Boeing z karą nałożoną przez FAA
Amerykańska Federalna Administracja Lotnictwa (FAA) nałożyła w piątek (10.01) na Boeinga karę w wysokości 5,4 mln dolarów amerykańskich. Jest ona związana z montowaniem w 737 MAX niezatwierdzonych części skrzydeł.
Reklama
Piątkowa kara to dodatek do tej nałożonej poprzednio, w grudniu 2019 roku, która opiewała na kwotę 3,9 mln dolarów. Pierwotnie FAA chciała ukarać amerykańskiego producenta za zainstalowanie w około 133 maszynach typu boeing 737 NG (next generation) niecertyfikowanych slotów na krawędziach natarcia skrzydeł. Tym razem Boeing został ukarany za montaż tych samych slotów w 178 boeingach 737 MAX i przedstawienie takich maszyn do procesu certyfikacji zgodności do lotu.
Sloty to specjalne elementy mechanizacji płata, które znajdują się na krawędzi natarcia skrzydła i zapewniają dodatkową siłę nośną przy niskich prędkościach i dużych kątach natarcia. Wykorzystuje się je podczas startu i lądowania.
sloty - zdjęcie ilustracyjne
FAA twierdzi, że Boeing nie prowadził odpowiedniego nadzoru nad swoimi dostawcami i tym samym nie zapewnił utrzymania jakości na wymaganym poziomie. Według amerykańskiego regulatora te niedopatrzenia spowodowały, że wraz ze slotami instalowano wadliwe listwy służące do ich otwierania i zamykania. Usterka listew polega na ich osłabieniu poprzez stan związany kruchością wodorową, do której może dochodzić w trakcie produkcji podczas powlekania kadmowo-tytanowego. Ostatecznym wnioskiem FAA jest również to, że Boeing przedstawił do ostatecznej certyfikacji samoloty wyposażone w części, które nie mogły zostać użyte z powodu nie zaliczenia testu wytrzymałości, a także że producent zrobił to w pełni świadomie.
Według dochodzenia FAA niesprawne listwy zostały wykonane przez Southwest United Industries (SUI), czyli producenta, który jest dla Boeinga dostawcą trzeciego poziomu. 29 czerwca i następnie 1 lipca 2018 roku, SUI przekazał dwie partie tych podzespołów do Spirit AeroSystems Inc., który to dostarczył je ostatecznie Boeingowi. FAA twierdzi, że SUI przekazało informację o wadzie listew do pośrednika, Kencoa Aerospace LLC już 6 lipca 2018 roku, a ten około miesiąc później poinformował o tym Spirit AeroSystems. Obieg informacji zajął jeszcze kolejny miesiąc zanim 11 września 2018 r. Boeing dowiedział się, że otrzymane podzespoły nie przeszły prób wytrzymałościowych. Spirit AeroSystems zaproponował producentowi samolotów, aby zaakceptował dostawę tych części, ale Boeing odmówił. Zgodnie z dokumentacją 14 lutego 2019 roku dostawca złożył odpowiednią notę mówiącą o wycofaniu elementów.

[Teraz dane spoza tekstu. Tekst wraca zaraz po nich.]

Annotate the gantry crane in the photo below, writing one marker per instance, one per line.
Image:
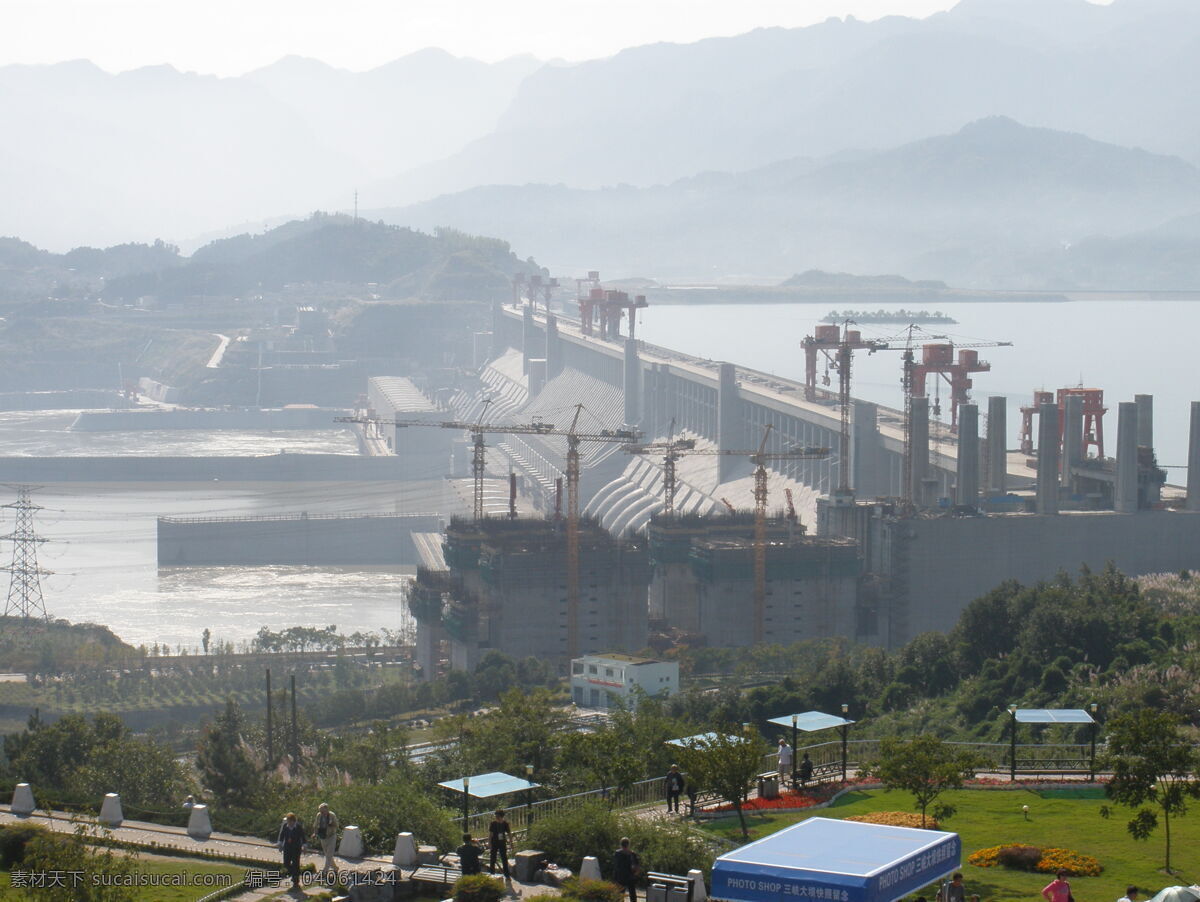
(675, 449)
(574, 439)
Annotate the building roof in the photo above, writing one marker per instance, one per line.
(841, 860)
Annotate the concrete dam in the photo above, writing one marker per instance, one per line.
(293, 539)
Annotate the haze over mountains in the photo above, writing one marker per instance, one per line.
(991, 145)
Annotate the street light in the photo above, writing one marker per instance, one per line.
(528, 797)
(795, 749)
(845, 735)
(1091, 771)
(1012, 744)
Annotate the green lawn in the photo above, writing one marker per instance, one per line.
(196, 869)
(1059, 818)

Mimo faktu posiadania przez Boeinga wiedzy o potencjalnym niebezpieczeństwie, które mogły sprowadzić na samoloty wadliwe listwy prowadzące slotów, producent zdecydował się według FAA na certyfikowanie do 9 października 2018 roku 13 egzemplarzy 737 MAX, które były prawdopodobnie wyposażone w te podzespoły. Ponadto od 10 października 2018 do 10 marca 2019 roku amerykański gigant certyfikował kolejne 165 samolotów, które mogły być dotknięte tą wadą.

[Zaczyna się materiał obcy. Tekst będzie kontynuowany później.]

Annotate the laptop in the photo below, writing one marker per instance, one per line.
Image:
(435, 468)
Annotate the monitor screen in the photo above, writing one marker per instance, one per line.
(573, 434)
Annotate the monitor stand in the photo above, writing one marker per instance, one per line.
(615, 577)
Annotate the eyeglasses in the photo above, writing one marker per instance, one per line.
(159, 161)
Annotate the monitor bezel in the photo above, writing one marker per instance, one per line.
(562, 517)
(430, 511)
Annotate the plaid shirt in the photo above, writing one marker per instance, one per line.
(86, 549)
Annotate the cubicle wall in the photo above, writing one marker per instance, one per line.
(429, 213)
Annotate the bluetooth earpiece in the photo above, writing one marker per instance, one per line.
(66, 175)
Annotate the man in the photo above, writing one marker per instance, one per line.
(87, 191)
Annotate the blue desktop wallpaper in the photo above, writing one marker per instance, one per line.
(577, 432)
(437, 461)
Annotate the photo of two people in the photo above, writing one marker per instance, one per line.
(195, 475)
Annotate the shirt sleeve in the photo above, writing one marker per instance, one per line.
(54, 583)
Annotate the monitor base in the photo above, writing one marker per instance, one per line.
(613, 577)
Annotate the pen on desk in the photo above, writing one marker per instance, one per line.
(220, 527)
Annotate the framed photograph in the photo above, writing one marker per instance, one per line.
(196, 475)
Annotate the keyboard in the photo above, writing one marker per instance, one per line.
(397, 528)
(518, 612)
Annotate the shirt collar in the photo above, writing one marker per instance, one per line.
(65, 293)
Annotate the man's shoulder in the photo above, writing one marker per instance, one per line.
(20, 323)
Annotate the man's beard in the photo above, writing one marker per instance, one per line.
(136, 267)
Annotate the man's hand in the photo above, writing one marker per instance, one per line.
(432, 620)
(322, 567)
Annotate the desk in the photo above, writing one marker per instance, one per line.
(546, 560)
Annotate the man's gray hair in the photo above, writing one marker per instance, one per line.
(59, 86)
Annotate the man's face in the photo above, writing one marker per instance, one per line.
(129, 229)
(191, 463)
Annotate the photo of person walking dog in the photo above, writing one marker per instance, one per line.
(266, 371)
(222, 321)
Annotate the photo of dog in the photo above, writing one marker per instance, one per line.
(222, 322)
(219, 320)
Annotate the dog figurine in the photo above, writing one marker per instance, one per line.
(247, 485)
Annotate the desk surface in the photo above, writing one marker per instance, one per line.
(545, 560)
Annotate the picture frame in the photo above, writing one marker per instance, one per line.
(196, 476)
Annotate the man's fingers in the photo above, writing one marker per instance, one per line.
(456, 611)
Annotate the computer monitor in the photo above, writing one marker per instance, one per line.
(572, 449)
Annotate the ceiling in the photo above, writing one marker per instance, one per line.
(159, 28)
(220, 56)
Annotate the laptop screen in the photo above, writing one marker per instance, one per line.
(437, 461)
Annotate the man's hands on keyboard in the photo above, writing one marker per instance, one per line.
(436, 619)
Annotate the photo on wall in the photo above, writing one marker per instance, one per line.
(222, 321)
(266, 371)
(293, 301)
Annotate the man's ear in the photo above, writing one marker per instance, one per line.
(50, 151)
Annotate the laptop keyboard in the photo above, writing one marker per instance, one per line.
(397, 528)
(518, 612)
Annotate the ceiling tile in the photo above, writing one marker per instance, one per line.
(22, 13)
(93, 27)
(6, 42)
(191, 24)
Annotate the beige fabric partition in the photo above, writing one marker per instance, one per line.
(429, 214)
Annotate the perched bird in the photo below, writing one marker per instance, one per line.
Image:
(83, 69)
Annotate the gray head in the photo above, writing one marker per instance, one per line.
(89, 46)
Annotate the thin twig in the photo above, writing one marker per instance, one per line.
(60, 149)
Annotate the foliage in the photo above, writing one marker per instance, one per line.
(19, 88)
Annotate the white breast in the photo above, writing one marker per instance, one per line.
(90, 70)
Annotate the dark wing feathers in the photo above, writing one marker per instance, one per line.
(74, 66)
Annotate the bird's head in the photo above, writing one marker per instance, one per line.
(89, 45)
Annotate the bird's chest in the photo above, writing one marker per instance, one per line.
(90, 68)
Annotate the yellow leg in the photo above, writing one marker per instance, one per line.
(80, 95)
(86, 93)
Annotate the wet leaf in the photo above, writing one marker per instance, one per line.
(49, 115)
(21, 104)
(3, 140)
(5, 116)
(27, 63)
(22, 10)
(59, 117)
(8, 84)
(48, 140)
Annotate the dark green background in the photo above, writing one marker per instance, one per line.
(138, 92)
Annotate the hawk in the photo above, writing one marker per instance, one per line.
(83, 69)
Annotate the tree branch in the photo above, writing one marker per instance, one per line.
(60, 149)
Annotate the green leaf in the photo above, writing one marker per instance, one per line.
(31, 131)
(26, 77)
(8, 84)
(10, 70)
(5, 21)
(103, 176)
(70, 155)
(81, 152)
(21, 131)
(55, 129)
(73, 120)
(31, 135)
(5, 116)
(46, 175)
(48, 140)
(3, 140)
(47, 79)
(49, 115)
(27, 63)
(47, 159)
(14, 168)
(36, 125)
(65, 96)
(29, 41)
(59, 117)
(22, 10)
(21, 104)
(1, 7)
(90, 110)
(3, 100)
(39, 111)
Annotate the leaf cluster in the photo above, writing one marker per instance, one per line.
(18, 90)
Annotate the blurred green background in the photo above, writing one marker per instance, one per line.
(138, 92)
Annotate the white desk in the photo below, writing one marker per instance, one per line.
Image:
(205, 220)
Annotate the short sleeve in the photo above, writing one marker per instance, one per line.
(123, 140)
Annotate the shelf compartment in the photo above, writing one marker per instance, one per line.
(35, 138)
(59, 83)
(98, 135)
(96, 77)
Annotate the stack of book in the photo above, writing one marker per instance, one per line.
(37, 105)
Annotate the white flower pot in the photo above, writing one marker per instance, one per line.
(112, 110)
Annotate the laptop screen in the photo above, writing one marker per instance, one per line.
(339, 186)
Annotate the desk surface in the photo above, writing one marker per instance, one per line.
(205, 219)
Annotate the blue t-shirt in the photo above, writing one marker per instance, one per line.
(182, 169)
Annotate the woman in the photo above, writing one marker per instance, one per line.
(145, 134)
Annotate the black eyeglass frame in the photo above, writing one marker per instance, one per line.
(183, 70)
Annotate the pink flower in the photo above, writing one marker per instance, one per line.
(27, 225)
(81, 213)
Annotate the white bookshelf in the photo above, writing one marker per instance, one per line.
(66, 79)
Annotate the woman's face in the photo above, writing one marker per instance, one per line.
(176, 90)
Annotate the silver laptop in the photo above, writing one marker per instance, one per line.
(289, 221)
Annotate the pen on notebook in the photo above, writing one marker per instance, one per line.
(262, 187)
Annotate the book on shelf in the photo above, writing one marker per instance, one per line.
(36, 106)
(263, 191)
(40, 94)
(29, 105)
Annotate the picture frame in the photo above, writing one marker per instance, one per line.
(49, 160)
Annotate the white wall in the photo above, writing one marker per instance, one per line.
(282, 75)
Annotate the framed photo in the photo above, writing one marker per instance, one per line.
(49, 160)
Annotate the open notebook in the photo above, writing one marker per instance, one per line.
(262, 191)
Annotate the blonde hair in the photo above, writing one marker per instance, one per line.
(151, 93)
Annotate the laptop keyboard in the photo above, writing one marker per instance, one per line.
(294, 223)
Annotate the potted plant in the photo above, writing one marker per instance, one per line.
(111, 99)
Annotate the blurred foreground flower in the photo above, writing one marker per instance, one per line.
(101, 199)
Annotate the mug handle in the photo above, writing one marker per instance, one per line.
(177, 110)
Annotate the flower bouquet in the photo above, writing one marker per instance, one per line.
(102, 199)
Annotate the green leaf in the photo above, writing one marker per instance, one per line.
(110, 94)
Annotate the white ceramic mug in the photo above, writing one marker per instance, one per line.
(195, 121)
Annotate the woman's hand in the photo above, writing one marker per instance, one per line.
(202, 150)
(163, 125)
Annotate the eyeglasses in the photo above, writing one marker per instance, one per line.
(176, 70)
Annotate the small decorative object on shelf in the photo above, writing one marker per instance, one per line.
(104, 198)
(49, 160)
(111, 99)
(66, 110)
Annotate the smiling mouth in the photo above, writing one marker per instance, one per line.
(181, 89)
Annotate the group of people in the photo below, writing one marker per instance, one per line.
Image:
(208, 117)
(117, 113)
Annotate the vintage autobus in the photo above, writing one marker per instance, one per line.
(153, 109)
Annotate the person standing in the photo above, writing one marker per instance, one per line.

15 sierpnia 2019 roku FAA wydała dyrektywę zdatności do lotu, która nakazywała inspekcję samolotów, w których mogły zostać zainstalowane wadliwe listwy prowadzące slotów. Listę tych maszyn Boeing opublikował w biuletynie serwisowym 24 czerwca, a także określił w nim możliwość zidentyfikowania faktycznie nieodpowiednio wytrzymałych listew. Ostatecznie FAA twierdzi, że w całym procesie od wyprodukowania, przez dostarczenie, aż do montażu tych podzespołów Boeing nie utrzymał zgodności z systemem kontroli jakości produkcji i złamał tym samym federalne przepisy lotnicze dotyczące kontroli łańcucha dostaw.
Od otrzymania pisma FAA dotyczącego nałożenia kary Boeing ma 30 dni na odpowiedź w tej sprawie.